Im Gegensatz zum Standard Eagle Modell hat diese Gitarre außerdem ein Halsbinding und einen in die Decke eingebauten Humbucker in der Halsposition, der über ein Volume- und ein Tonpoti regelbar ist.
Das Standardmodell hat kein Halsbinding und einen schwebend angebrachten Halspickup ohne Tonregler.

Solche Besonderheiten sind bei Heritage Gitarren nicht unbedingt ungewöhnlich. Man kann auch heute noch bei Heritage nach Custom Shop Manier alle möglichen Sonderwünsche anmelden, wobei aber jeder Wunsch natürlich einen Aufpreis mit sich bringt. Meine Eagle ist also eine "Sonderanfertigung".

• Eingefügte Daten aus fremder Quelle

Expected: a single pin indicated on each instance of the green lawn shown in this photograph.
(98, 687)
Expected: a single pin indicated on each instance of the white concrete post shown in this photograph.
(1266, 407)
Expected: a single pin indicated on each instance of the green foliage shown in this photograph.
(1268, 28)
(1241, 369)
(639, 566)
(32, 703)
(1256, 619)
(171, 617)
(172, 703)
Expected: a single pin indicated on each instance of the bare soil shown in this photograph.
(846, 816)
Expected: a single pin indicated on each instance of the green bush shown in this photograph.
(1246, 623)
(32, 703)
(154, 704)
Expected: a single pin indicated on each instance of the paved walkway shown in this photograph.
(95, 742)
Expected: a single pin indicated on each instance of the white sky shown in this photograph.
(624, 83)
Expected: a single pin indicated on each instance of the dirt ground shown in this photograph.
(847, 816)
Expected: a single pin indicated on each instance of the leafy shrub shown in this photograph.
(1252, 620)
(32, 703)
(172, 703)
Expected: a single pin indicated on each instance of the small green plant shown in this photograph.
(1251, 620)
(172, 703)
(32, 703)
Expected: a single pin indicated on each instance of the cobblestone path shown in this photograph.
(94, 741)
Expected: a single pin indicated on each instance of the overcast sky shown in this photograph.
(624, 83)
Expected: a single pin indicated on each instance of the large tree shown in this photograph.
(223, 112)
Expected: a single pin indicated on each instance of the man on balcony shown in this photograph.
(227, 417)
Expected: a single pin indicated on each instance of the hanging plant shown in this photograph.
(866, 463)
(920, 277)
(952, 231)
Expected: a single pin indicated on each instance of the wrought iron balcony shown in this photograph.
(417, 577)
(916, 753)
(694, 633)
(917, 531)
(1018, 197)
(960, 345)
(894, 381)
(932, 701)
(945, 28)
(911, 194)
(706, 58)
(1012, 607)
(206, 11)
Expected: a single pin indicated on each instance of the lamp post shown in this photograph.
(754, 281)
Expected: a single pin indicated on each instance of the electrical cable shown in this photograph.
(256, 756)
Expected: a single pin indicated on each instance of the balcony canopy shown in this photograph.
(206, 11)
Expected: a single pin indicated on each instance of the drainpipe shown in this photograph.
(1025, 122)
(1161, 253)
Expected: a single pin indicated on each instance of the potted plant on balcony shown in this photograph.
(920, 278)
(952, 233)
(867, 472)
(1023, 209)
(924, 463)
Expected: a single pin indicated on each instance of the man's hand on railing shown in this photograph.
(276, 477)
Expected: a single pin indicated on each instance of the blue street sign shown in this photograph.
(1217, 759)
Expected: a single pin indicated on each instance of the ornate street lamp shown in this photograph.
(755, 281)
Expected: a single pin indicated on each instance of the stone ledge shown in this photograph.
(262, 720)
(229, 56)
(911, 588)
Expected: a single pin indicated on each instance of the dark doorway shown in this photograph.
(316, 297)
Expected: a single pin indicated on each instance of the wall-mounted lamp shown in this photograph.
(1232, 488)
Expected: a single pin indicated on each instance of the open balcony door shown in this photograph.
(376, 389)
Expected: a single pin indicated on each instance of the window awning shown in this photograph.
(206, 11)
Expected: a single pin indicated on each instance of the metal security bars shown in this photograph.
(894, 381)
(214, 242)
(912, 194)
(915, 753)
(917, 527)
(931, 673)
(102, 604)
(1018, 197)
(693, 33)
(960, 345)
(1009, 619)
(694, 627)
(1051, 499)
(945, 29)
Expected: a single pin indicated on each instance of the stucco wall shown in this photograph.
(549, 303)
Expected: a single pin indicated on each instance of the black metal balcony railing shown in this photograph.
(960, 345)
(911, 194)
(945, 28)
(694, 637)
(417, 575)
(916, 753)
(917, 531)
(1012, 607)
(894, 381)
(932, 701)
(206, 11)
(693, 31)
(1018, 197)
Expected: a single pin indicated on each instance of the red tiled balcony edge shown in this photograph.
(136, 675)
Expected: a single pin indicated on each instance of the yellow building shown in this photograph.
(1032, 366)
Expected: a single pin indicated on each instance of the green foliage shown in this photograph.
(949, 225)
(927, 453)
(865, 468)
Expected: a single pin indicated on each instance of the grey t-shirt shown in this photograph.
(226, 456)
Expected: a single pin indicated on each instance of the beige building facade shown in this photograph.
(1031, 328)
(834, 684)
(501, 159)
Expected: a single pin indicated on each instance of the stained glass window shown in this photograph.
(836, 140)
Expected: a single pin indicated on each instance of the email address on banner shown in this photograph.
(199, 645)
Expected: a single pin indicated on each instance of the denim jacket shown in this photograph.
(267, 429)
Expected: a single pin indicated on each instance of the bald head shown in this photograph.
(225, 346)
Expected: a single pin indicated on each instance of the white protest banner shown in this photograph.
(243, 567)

Ich habe ein kleines Video bei Youtube eingestellt, dort habe ich etwas auf meiner Heritage herumgeklimpert, zu hören ist dort in erster Linie der rein akustische Sound. Einen direkten Link dazu gibt es hier lieber nicht, weil ich dort gecoverte Sachen klimpere. Man findet es aber schnell, wenn man bei Youtube nach guitartestdiet und Heritage Eagle sucht.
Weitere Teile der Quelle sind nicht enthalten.